Each reporting period, businesses must consider the effects of modifications to tax laws, including changes in tax regimes in their global jurisdictions; new U.S. federal final, temporary, or proposed regulations; or states’ decisions on tax conformity with federal rules.

Companies must also account for uncertain tax positions, which involves a two-step process. The first step is deciding whether it is more likely than not that a tax position will be sustainable on audit and through appeals and litigation based on technical merits under the law. That standard must be met for a company to recognize the tax benefits in its financial statements.

If the recognition threshold is met, the second step of measuring that benefit is based on the largest amount that has a cumulative probability of being sustained above 50 percent upon settlement.
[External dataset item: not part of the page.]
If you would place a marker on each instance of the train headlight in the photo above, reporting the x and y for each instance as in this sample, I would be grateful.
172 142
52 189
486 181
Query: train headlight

In evaluating uncertain tax positions, there’s a difference between new information and changes in estimates. Developments that further refine the application of law affect the tax position, which differs significantly from a reevaluation of existing information, said Jennifer Schiellack of PwC, who joined Spang on the webcast.

Schiellack pointed out that the proposed regulations don’t carry the weight of final or temporary regulations, but because they provide Treasury’s interpretation of existing law, companies should assess whether they can follow the rules and their intent to apply them. However, once companies regard those proposed regulations as new information in assessing their uncertain tax positions, the outcome isn’t expected to change until there’s new information, like the final regs, she explained.

Several regulation packages allow taxpayers to apply the rules retroactively, but Schiellack warned that any effects of filing amended returns must be part of evaluating an uncertain tax position.

Evans advised that companies making decisions now — versus earlier in the year — to carry back losses to years in which uncertain tax positions have been released — because, for example, the statute of limitations lapsed — might need to reestablish those positions. The IRS can review them, Evans said, adding that “it’s a sleeper” that taxpayers shouldn’t forget about.